Get first row index that meets the condition in cuda


below you can see a little pseudo code what i want to implement id cuda.
Get the first row index in every column where the value is bigger than 100
If its possible, i do not want to write “while” in my gpu code

for(column 0 to 4095)
	row = 0;
	while (row++ < 1024 && myArray[row * 4096 + column] > 100)
	printf("row: %i", row);

is it possible, and how?


Personally I would prefer to use a while loop in the kernel code for simplicity. The simplest implementation like that, assuming you are working on a matrix of 10,000 columns or larger, is to have each thread loop through the elements in a given column. You launch one thread per column. This will coalesce nicely.
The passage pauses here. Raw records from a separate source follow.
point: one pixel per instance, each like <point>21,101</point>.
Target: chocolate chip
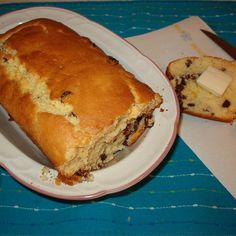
<point>112,60</point>
<point>226,103</point>
<point>191,104</point>
<point>205,109</point>
<point>5,59</point>
<point>103,157</point>
<point>65,94</point>
<point>188,63</point>
<point>72,114</point>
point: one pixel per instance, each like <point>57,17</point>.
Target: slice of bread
<point>194,99</point>
<point>79,105</point>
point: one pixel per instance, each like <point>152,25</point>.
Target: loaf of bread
<point>195,99</point>
<point>77,104</point>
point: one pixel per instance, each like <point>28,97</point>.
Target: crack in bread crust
<point>33,85</point>
<point>72,100</point>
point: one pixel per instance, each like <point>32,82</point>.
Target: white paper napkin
<point>213,142</point>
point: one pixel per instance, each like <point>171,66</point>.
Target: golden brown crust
<point>43,61</point>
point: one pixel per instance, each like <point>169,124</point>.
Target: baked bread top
<point>196,100</point>
<point>64,91</point>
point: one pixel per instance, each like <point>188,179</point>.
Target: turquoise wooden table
<point>181,197</point>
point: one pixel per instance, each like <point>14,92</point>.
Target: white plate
<point>22,159</point>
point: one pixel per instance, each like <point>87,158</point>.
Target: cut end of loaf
<point>195,100</point>
<point>124,132</point>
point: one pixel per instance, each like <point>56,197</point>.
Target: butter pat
<point>214,80</point>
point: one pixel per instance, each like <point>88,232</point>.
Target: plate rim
<point>101,193</point>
const int threshold = 100;
template <typename T>
__global__ void threshold_kernel(const T * __restrict__ data, const int ncol, const int nrow, int * __restrict__ result){

  int idx = threadIdx.x+blockDim.x*blockIdx.x;
  if (idx < ncol){
    int my_result = -1;
    int i = 0;
    while (i < nrow) && (my_result == -1){
      if (data[i*ncol+idx] > threshold) my_result = i;
    result[idx] = my_result;}

(coded in browser, not tested)

Even if your matrix is 1000 columns or larger, I would consider the above approach. The inefficiency associated with smaller thread count might not be improved given the additional complexity in other approaches.

If you have a small matrix, then you can do a parallel reduction per column, to attempt to increase the thread count.

thx for the reply
currently Iam using almost the same code (except mine has much more complex condition)
and I was just thinking about are the any solution without loop, but I could not found

If you did a parallel reduction per column, you could eliminate the loop, but you would launch 1000 times as many threads, if your columns have 1000 elements in them.

I’m not going to write all that code out for you, however. If you want to learn how to write a parallel reduction, there is good material available, just do a google search on “mark harris parallel reduction”

And I’m not sure it would be any faster than launching your 4096 threads, each with a loop.